In other words- when you spend more of your total health and quality of life dollar on social services, you get better outcomes. 

The authors described an interesting difference in values that contributes to the decision making around allocation of money. One area of difference that stood out to me was our sense of who social supports are for. We would all agree in America that we all use health care. But in America we think that social supports are for the “other”: the poor, the minority, those who are different from us. In other countries, such as the Scandinavian countries, supports are considered to be necessary for all. In America, if you have a baby, you get an in home visitor if you meet certain risk criteria. In European countries, every new mother with a baby gets in home visitation. 

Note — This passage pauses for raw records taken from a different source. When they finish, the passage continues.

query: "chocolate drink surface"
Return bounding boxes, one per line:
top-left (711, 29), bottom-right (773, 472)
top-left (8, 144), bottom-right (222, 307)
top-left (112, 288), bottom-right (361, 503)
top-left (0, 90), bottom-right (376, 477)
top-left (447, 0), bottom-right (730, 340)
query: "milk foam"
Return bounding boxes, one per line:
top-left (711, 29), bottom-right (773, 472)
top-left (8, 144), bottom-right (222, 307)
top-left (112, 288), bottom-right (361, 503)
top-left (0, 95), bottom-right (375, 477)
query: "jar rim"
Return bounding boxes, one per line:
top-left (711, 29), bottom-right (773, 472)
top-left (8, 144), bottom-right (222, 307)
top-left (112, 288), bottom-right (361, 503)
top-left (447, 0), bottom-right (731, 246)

Bradley and Taylor described some programs which have combined social service and medical spending to achieve notably good results (let me know if you want the citations). They and other speakers promoted that the Affordable Health Care Act offered opportunities for such programs. 

I felt that their argument is greatly bolstered by the ACEs study. The ACEs study is proof that social conditions leading to child abuse and maltreatment cost our society many millions in health care costs. Once again, our money would be spent more effectively by addressing social stressors which lead to child abuse and maltreatment than it is presently by treating the resultant severe medical disorders.